Having the most technology-advanced car is priority number one for most major auto manufacturers. Consumers have come to expect cars with all the bells and whistles when they walk into a dealership. Keyless, self-driving, and advanced computer systems are all in play. But as the gadgetry in vehicles evolves, so does the skill it takes to hack into them.
Case in point: In 2015, a group of hacktivists were able to shut down the engine of a new Jeep while it was being driven. What’s even more striking is that they managed to do it without touching the vehicle. Yes, they hacked into the Jeep but they did it in a controlled setting with the intent to show how easy it can be for some people to bypass a car’s security; using a few well-placed key strokes and some decent Wi-Fi.
Now, if a couple of guys with time on their hands can hack into a car with relative ease, imagine what a domestic or foreign aggressor could do.
That’s where CanBusHack comes in. They're a group of hackers that toils day in day out testing and retesting the weak points in new car technology. CanBusHack hosted a “Car Hackathon” at the recent DefCon convention in Las Vegas. "We're just engaging the [hacking] community," said Robert Leale, of CanBusHack. "The goal is to bring everybody together in one spot, everybody talking, everybody having good conversations, and only good can come out of that I think."

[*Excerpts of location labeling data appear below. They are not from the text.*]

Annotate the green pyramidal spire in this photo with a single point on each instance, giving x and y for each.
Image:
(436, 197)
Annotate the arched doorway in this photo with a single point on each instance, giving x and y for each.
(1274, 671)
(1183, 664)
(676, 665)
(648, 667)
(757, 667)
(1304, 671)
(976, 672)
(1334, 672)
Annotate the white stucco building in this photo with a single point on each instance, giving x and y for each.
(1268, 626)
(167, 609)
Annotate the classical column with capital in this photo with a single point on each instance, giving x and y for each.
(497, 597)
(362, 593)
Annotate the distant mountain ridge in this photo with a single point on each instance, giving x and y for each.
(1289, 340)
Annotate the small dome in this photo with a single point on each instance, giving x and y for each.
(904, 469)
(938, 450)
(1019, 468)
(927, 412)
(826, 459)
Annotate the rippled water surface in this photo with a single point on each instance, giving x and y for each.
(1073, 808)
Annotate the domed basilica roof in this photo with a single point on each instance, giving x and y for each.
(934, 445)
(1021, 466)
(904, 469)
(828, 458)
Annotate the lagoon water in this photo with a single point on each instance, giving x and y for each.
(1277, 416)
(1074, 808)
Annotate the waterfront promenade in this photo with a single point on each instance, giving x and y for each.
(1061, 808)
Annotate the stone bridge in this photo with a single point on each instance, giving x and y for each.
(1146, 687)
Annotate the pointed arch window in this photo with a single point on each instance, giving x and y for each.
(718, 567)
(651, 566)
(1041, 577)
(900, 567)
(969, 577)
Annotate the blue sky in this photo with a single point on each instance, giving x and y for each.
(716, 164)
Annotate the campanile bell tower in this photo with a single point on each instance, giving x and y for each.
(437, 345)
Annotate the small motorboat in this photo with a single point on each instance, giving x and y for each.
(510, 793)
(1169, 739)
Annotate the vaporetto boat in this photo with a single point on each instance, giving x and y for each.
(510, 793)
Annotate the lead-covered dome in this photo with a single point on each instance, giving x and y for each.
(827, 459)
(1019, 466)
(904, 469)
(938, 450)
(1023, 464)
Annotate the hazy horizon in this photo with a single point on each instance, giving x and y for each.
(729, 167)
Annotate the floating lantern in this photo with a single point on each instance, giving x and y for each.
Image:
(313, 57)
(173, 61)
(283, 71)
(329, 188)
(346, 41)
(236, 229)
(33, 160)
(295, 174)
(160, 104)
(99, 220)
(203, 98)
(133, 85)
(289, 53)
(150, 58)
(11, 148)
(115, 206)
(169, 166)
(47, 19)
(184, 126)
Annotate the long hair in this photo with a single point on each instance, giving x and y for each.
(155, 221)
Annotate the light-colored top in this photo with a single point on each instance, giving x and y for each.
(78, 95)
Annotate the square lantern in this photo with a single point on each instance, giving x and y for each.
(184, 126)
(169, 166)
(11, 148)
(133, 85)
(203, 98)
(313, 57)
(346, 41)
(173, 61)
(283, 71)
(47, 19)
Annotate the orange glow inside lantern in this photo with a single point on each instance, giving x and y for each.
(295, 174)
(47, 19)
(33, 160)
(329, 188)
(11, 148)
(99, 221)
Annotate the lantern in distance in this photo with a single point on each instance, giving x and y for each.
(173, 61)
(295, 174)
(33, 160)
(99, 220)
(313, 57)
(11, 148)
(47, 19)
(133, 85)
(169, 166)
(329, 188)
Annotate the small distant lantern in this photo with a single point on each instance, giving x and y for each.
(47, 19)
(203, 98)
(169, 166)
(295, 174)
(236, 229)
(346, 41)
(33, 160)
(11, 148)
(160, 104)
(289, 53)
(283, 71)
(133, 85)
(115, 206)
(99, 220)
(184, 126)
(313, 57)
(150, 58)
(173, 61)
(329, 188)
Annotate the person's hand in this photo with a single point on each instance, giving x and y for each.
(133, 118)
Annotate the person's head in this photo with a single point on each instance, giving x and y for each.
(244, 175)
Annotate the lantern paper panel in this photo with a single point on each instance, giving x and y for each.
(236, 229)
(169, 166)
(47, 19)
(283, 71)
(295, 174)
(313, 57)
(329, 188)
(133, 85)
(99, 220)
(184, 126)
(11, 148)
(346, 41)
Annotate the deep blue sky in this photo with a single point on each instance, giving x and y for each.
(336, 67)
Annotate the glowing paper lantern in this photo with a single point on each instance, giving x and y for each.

With vulnerabilities in cars and technology pitfalls becoming an increasing reality, events like this one have gotten the attention of major car companies. This year, Mazda offered up a car at DefCon for community hackers. No rules, no conditions – they just wanted the hacking community to come together and attack the car from all sides with Mazda executives taking notes. The goal was to improve the safety and security of future cars.
“It’s a proactive space for us to work collectively with researchers and the experts in the field here, to try to find potential vulnerabilities or opportunities for us to both improve the safety as well as the consumer confidence in our vehicles,” said Tim Barnes of Mazda Cyber Security.

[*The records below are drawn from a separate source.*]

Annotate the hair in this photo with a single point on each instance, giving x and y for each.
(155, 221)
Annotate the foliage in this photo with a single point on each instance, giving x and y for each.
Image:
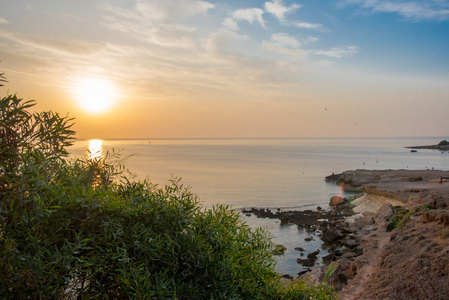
(443, 143)
(402, 215)
(81, 229)
(330, 270)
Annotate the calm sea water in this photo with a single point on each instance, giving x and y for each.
(267, 173)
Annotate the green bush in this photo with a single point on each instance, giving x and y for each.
(79, 228)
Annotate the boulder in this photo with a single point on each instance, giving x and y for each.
(337, 200)
(332, 236)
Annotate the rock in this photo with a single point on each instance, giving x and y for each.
(350, 243)
(308, 262)
(313, 254)
(328, 259)
(332, 236)
(438, 216)
(337, 200)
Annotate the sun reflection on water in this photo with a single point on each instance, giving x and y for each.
(95, 149)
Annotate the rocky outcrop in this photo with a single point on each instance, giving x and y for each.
(411, 262)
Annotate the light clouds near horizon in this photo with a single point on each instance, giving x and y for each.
(278, 68)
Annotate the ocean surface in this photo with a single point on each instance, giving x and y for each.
(266, 173)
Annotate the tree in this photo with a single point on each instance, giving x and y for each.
(78, 228)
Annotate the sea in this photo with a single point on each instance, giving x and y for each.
(273, 173)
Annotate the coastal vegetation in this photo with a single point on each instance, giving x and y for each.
(81, 228)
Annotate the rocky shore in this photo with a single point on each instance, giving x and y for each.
(391, 242)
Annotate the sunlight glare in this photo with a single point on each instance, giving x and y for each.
(95, 94)
(95, 149)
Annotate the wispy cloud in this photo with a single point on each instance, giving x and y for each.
(278, 9)
(230, 23)
(308, 25)
(414, 10)
(284, 44)
(286, 40)
(250, 15)
(338, 51)
(169, 9)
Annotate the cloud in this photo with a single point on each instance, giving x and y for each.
(338, 52)
(415, 10)
(286, 40)
(278, 9)
(308, 25)
(325, 63)
(250, 15)
(230, 23)
(284, 44)
(169, 9)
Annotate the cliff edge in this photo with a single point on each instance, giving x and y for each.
(406, 251)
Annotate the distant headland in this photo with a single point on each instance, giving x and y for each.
(443, 145)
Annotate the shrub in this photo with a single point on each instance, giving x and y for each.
(443, 143)
(81, 229)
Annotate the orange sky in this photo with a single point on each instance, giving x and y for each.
(187, 69)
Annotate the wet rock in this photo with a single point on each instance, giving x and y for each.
(332, 236)
(337, 200)
(308, 262)
(312, 255)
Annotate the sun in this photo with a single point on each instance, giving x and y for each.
(95, 94)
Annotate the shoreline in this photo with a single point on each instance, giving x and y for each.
(391, 239)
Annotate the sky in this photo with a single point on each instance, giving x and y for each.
(232, 69)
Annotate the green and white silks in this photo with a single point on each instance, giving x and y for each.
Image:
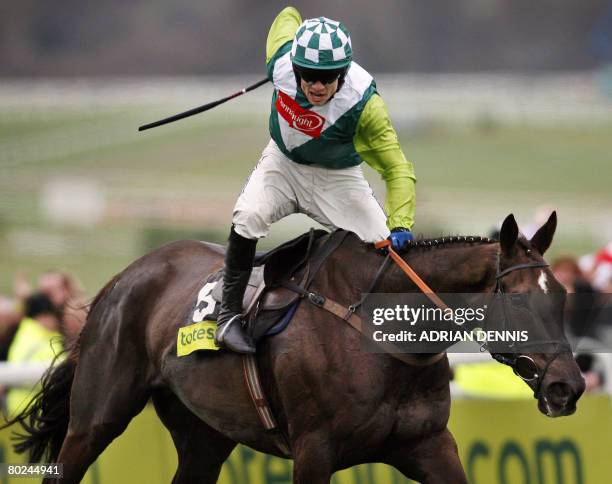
(320, 135)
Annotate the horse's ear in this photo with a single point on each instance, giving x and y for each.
(508, 234)
(543, 237)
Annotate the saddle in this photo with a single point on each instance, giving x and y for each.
(269, 305)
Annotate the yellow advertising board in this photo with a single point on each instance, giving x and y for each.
(505, 442)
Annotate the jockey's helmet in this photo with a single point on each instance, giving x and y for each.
(323, 45)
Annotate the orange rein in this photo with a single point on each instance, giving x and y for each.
(414, 277)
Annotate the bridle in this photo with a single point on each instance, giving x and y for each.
(523, 365)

Mazda’s approach may be seen as unusual. Most companies are trying to keep hackers and outside technology experts out of their domain. Is it out of fear of giving away a competitive advantage? Perhaps. But hacktivists say they are prepared to work in tandem with manufacturers to help make car security as tight as can be.
Auto manufacturers are slowly warming up to the idea. But Mazda executives say they’re all in.
“We love hackers because I feel like the industry as a whole needs to do a better job of marrying the hacking community with the engineering community and bringing that separate expertise together in a more collaborative way,” said Jennifer Tisdale of Mazda Cyber Security.